[Date Prev][Date Next][Thread Prev][Thread Next][Date Index][Thread Index]
Re: [PATCH v3 05/22] target/i386/monitor: Return QMP error when SEV is d
From: |
Philippe Mathieu-Daudé |
Subject: |
Re: [PATCH v3 05/22] target/i386/monitor: Return QMP error when SEV is disabled in build |
Date: |
Thu, 7 Oct 2021 13:29:42 +0200 |
User-agent: |
Mozilla/5.0 (X11; Linux x86_64; rv:91.0) Gecko/20100101 Thunderbird/91.1.0 |
On 10/4/21 10:11, Paolo Bonzini wrote:
> On 02/10/21 14:53, Philippe Mathieu-Daudé wrote:
>> If the management layer tries to inject a secret, it gets an empty
>> response in case the binary built without SEV:
>>
>> { "execute": "sev-inject-launch-secret",
>> "arguments": { "packet-header": "mypkt", "secret": "mypass",
>> "gpa": 4294959104 }
>> }
>> {
>> "return": {
>> }
>> }
>>
>> Make it clearer by returning an error, mentioning the feature is
>> disabled:
>>
>> { "execute": "sev-inject-launch-secret",
>> "arguments": { "packet-header": "mypkt", "secret": "mypass",
>> "gpa": 4294959104 }
>> }
>> {
>> "error": {
>> "class": "GenericError",
>> "desc": "this feature or command is not currently supported"
>> }
>> }
>>
>> Reviewed-by: Dr. David Alan Gilbert <dgilbert@redhat.com>
>> Reviewed-by: Connor Kuehl <ckuehl@redhat.com>
>> Signed-off-by: Philippe Mathieu-Daudé <philmd@redhat.com>
>> ---
>> target/i386/monitor.c | 5 +++++
>> 1 file changed, 5 insertions(+)
>>
>> diff --git a/target/i386/monitor.c b/target/i386/monitor.c
>> index 196c1c9e77f..a9f85acd473 100644
>> --- a/target/i386/monitor.c
>> +++ b/target/i386/monitor.c
>> @@ -28,6 +28,7 @@
>> #include "monitor/hmp-target.h"
>> #include "monitor/hmp.h"
>> #include "qapi/qmp/qdict.h"
>> +#include "qapi/qmp/qerror.h"
>> #include "sysemu/kvm.h"
>> #include "sysemu/sev.h"
>> #include "qapi/error.h"
>> @@ -743,6 +744,10 @@ void qmp_sev_inject_launch_secret(const char
>> *packet_hdr,
>> bool has_gpa, uint64_t gpa,
>> Error **errp)
>> {
>> + if (!sev_enabled()) {
>> + error_setg(errp, QERR_UNSUPPORTED);
>> + return;
>> + }
>> if (!has_gpa) {
>> uint8_t *data;
>> struct sev_secret_area *area;
>>
>
> This should be done in the sev_inject_launch_secret stub instead, I
> think. Or if you do it here, you can remove the "if (!sev_guest)"

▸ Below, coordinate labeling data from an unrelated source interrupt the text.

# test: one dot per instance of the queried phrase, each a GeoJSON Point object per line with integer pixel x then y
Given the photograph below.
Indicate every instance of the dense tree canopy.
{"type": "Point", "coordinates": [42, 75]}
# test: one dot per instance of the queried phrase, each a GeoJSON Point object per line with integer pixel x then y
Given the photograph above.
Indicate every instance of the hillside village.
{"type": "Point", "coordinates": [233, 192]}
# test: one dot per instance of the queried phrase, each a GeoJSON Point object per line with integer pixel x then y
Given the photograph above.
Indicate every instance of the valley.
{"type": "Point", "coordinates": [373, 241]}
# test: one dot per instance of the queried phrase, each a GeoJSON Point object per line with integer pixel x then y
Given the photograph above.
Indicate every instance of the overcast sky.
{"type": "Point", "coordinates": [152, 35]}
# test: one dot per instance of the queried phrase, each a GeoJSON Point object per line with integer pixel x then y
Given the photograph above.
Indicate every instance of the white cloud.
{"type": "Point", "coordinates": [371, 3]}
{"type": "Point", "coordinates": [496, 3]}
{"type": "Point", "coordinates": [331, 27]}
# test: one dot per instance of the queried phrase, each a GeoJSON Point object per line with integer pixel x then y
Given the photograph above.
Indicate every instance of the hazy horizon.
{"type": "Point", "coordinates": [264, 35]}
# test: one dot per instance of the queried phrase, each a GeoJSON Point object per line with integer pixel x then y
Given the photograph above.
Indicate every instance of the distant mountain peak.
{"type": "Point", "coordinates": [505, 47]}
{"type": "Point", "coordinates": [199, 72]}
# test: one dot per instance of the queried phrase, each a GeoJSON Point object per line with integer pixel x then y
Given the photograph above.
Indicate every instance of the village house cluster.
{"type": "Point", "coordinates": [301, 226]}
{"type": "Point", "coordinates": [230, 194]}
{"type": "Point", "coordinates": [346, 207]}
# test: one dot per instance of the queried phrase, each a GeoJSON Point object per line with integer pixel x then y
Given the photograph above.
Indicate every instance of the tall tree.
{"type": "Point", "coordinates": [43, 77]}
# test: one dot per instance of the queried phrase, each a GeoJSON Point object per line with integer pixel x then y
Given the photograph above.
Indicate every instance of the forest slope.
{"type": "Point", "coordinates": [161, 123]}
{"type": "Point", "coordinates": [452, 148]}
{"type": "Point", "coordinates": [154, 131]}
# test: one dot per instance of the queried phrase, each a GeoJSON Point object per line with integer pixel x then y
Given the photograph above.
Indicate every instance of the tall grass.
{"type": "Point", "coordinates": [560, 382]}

> conditional in the non-stub version.
This part is not related to SEV builtin; what we want to avoid here
is management layer to try to inject secret while the guest hasn't
been started with SEV (IOW 'no memory encryption requested for KVM).
Maybe this error message is more explicit?
error_setg(errp, "Guest is not using memory encryption");
Or:
error_setg(errp, "Guest is not using SEV");
- [PATCH v3 01/22] qapi/misc-target: Wrap long 'SEV Attestation Report' long lines, (continued)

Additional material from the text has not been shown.